Cantor aparece novamente entre as atrações oficiais enquanto seguem sem resposta pública informações sobre cancelamento, contrato e possível devolução de valores
A divulgação da grade oficial do Ita Pedro 2026 trouxe novamente o nome de Tarcísio do Acordeon entre as atrações principais da festa em Itabuna. O problema é que até hoje a população não recebeu uma explicação clara sobre o que ocorreu em 2025, quando o cantor foi anunciado, divulgado nas peças oficiais, mas não se apresentou no evento.
Desde então, não houve transparência pública detalhada sobre:
- se houve cancelamento contratual,
- se existia contrato formal assinado,
- se houve pagamento antecipado,
- se houve devolução de recursos,
- ou quais medidas administrativas foram adotadas após a ausência do artista.
Agora, ao recolocar o nome do cantor na grade de 2026, a gestão municipal reacende um debate que nunca foi encerrado oficialmente.
O questionamento não é sobre a realização da festa.

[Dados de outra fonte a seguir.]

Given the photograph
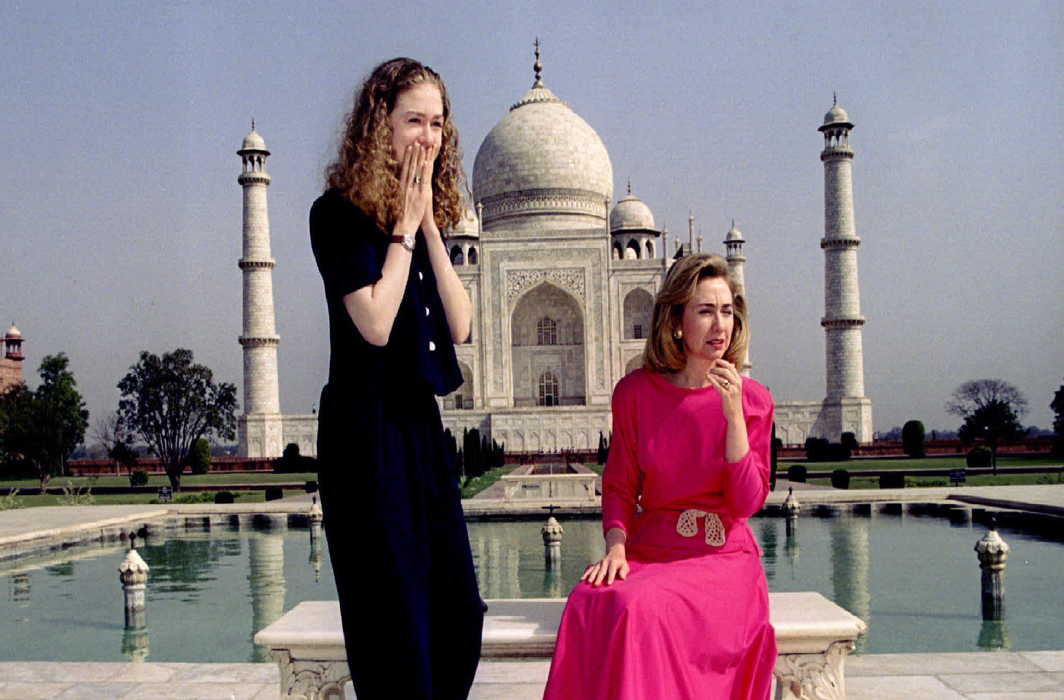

O ponto central é transparência. Em eventos financiados com recursos públicos, publicidade oficial e estrutura custeada pelo município, a população tem o direito de saber exatamente como foram conduzidas as contratações e quais consequências ocorreram quando uma atração anunciada não sobe ao palco.
Sem essas respostas, o anúncio de 2026 acaba produzindo um efeito político delicado: parte da população interpreta como se o episódio de 2025 simplesmente tivesse sido ignorado.
A gestão ainda pode esclarecer:
- houve prejuízo financeiro?
- houve multa contratual?
- houve substituição formal?
- o município recuperou eventual valor pago?
- ou sequer existiu contratação efetivada?
Transparência não é detalhe administrativo. É obrigação pública.